„Das ist nicht gerecht!“, ist eine häufig verwendete Phrase. Sie bringt die Meinung einer Person eigentlich sehr prägnant zum Ausdruck und bedeutet, dass diese Person mit einer bestimmten Handlung oder einer bestimmten Situation nicht einverstanden ist und diese eben als ungerecht empfindet.
Damit ist es mit der Prägnanz dieses Ausdruckes aber auch schon am Ende. Was dann eigentlich gerecht oder ungerecht ist, bleibt oft im Dunkeln. Es liegt ja häufig im Auge des Betrachters, was jemand als gerecht oder ungerecht empfindet. Ob Boni für Manager gerecht sind, oder ob „die Reichen“ mehr Steuer bezahlen sollen, wird je nach der eigenen sozialen Lage, oder der eigenen Einstellung zum Geld und zum Gemeinwesen eben als gerecht oder ungerecht beurteilt.

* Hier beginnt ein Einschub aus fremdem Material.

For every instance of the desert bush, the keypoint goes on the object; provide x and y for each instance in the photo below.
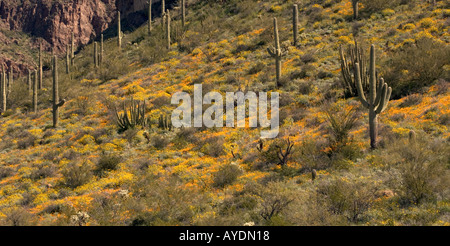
(349, 198)
(226, 175)
(76, 174)
(108, 162)
(415, 67)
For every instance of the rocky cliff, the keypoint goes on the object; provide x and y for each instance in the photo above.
(53, 22)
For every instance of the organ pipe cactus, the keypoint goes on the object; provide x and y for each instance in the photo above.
(276, 52)
(134, 116)
(295, 23)
(56, 102)
(378, 97)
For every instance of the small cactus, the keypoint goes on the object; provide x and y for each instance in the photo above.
(378, 97)
(276, 52)
(56, 102)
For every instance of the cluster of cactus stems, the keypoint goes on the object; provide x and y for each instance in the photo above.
(56, 102)
(165, 122)
(354, 55)
(276, 52)
(295, 23)
(378, 96)
(133, 117)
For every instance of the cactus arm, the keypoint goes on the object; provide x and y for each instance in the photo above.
(361, 96)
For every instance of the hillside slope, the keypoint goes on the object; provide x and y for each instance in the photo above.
(86, 172)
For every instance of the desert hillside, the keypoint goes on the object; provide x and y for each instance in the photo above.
(87, 164)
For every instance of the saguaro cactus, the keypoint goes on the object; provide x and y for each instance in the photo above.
(355, 9)
(29, 80)
(68, 59)
(35, 88)
(295, 23)
(40, 66)
(183, 12)
(168, 29)
(378, 97)
(72, 49)
(3, 90)
(56, 102)
(276, 52)
(101, 49)
(95, 55)
(354, 55)
(119, 31)
(149, 25)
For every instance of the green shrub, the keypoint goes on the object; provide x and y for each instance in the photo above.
(226, 175)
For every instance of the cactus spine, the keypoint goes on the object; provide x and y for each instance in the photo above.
(276, 52)
(119, 31)
(168, 29)
(295, 23)
(149, 25)
(378, 97)
(35, 87)
(40, 66)
(56, 102)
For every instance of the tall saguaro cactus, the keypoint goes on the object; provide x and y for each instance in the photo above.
(119, 31)
(40, 66)
(276, 52)
(149, 25)
(378, 97)
(68, 59)
(56, 102)
(35, 87)
(355, 9)
(3, 90)
(168, 29)
(95, 55)
(183, 12)
(295, 23)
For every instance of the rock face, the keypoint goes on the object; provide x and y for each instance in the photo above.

Auch Fragen wie die Gleichberechtigung von Mann und Frau, von alten und jungen, von körperlich und geistig benachteiligten Menschen, oder von sogenannten Minderheiten ethnischer, sexueller und religiöser Art, können durchaus kontrovers diskutiert werden. Dies kann auch schon innerhalb des Konsensbogens erfolgen, der ja zumeist in jeder Gesellschaft vorhanden ist. Unter Konsensbogen verstehe ich dabei den Rahmen, der den anerkannten Mindeststandard darstellt, von dem Abzuweichen nur durch den (zumeist schmerzhaften) Bruch gesellschaftlicher Regeln erfolgen kann.

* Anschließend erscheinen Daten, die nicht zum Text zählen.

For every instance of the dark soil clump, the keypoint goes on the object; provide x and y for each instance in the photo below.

Die Definition was gerecht oder ungerecht ist, kann also nur durch einen allgemeinen gesellschaftlichen Konsens erreicht werden. Einem solchen Konsens gehen zumeist viele Diskussionen und Meinungsverschiedenheiten voran. Daraus ein Substrat bilden und das allgemein als richtig oder gerecht erkannte zu identifizieren und die notwendigen Konsequenzen daraus zu ziehen, kann nur durch die politische Auseinandersetzung mit der jeweiligen Materie erfolgen. Aus diesem Grund ist die Definition von Gerechtigkeit auch ein höchst politischer Prozess. Diese Verantwortung muss die Politik auch ständig wahrnehmen.